Mac, who uses the gender pronoun “judy” during performances, is known for phrases such as “the revolution will not be masculinized” and “all stories are sequels.” In 2016, Mac created “The 24-Decade History of Popular Music” in which, for 24 hours straight, Mac sings songs from 1776 to 2019, spending an hour per decade. The performance contains more than 200 songs in total and is often regarded as Mac’s “magnum opus.” Judy performed an abbreviated version of the day-long show on campus last week.
“[Edgecomb’s] talk tonight offers a fittingly queer sequel to Mac’s reprisal of ‘The 24-Decade History of Popular Music’ performed this past Saturday at Wesleyan,” Director of the Center for Humanities and Professor of English and Feminist, Gender, and Sexuality Studies Natasha Korda said.

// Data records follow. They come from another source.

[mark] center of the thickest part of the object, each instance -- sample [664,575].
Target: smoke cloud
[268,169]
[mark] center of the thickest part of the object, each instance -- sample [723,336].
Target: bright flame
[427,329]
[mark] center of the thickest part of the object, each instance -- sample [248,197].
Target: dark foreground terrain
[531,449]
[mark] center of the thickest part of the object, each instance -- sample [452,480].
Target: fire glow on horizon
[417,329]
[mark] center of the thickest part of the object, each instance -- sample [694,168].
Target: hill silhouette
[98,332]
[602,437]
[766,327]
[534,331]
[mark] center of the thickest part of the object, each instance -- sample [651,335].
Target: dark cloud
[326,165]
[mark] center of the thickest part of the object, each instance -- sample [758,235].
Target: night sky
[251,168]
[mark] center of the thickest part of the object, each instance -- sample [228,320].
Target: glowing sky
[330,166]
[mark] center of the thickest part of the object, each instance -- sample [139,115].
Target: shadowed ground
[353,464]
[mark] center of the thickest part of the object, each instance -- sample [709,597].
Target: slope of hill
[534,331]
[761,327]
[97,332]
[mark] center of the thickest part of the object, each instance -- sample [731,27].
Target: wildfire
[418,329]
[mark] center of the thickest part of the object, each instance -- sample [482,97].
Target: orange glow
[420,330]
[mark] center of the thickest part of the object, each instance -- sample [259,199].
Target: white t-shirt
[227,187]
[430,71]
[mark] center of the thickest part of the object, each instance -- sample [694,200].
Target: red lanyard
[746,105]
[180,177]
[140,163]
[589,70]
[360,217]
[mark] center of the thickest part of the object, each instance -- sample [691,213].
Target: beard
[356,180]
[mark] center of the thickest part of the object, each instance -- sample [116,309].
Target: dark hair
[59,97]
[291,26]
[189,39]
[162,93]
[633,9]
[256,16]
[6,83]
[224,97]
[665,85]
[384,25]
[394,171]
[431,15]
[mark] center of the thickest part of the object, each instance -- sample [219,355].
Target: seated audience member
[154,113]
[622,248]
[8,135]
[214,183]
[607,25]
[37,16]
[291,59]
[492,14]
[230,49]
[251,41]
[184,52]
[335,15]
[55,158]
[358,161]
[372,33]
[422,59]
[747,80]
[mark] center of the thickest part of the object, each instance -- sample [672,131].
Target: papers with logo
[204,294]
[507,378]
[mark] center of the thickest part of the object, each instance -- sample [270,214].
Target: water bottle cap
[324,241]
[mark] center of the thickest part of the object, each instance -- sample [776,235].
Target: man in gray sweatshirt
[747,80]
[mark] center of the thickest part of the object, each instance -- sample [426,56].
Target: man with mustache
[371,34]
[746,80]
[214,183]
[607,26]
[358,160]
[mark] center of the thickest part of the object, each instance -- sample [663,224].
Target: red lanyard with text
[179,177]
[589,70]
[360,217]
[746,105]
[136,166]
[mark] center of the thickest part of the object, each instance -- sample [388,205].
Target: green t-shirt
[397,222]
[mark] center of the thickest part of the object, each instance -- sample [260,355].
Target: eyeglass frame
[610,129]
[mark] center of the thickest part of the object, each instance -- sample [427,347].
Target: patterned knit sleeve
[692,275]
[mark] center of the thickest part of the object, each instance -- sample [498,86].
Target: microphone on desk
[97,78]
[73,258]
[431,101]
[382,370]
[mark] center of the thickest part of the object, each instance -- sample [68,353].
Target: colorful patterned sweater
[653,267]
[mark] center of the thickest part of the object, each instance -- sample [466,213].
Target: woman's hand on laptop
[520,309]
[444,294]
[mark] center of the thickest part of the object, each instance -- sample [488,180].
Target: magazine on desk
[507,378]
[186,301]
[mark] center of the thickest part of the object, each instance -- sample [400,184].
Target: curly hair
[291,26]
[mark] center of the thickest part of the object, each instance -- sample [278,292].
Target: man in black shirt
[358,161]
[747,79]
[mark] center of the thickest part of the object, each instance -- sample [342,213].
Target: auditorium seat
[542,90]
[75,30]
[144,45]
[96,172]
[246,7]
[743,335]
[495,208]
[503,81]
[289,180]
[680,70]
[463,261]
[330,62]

In his lecture, Edgecomb expressed that while Mac’s work celebrates queer culture, it also seeks to represent other marginalized voices. Referencing judy’s performances, Edgecomb discussed the cultural and social implications of Timothy White Eagle, an elder of the indigenous Lenape people, who judy performed as during “The 24-Decade History of Popular Music” to reflect on the true origins of the United States.
“White Eagle…expanded the history of the land and its people far beyond the signing of the Declaration of Independence, reminding us that settler-colonialism, which has long been taught as a point for the beginning of the United States, marks the end to our native solidarity and sovereignty,” Edgecomb said.
Edgecomb said that the stories of marginalized communities, like the Lenape people, have often been neglected by history. Mac embraces these narratives through “The 24-Decade History of Popular Music,” even when Mac’s audiences may not reflect the range of experiences judy performs.
“This form of theater is implicitly Western and colonial in origin,” Edgecomb said. “For the next 24 hours, we would be involved in a celebration of America’s people who have often been forgotten, oppressed, or risked tokenization, and also reminding the primarily white middle-class audiences, the story would not be about them.”
During his lecture, Edgecomb argued that there is more to just dressing up in drag: There are real stories and history behind Mac’s performances. The history that shapes who we are, Edgecomb asserted, must be the same force that guides us forward.
“American history is what we drag behind us,” Edgecomb said. “Perhaps acknowledging the past by engaging with it can help propel us forward today.”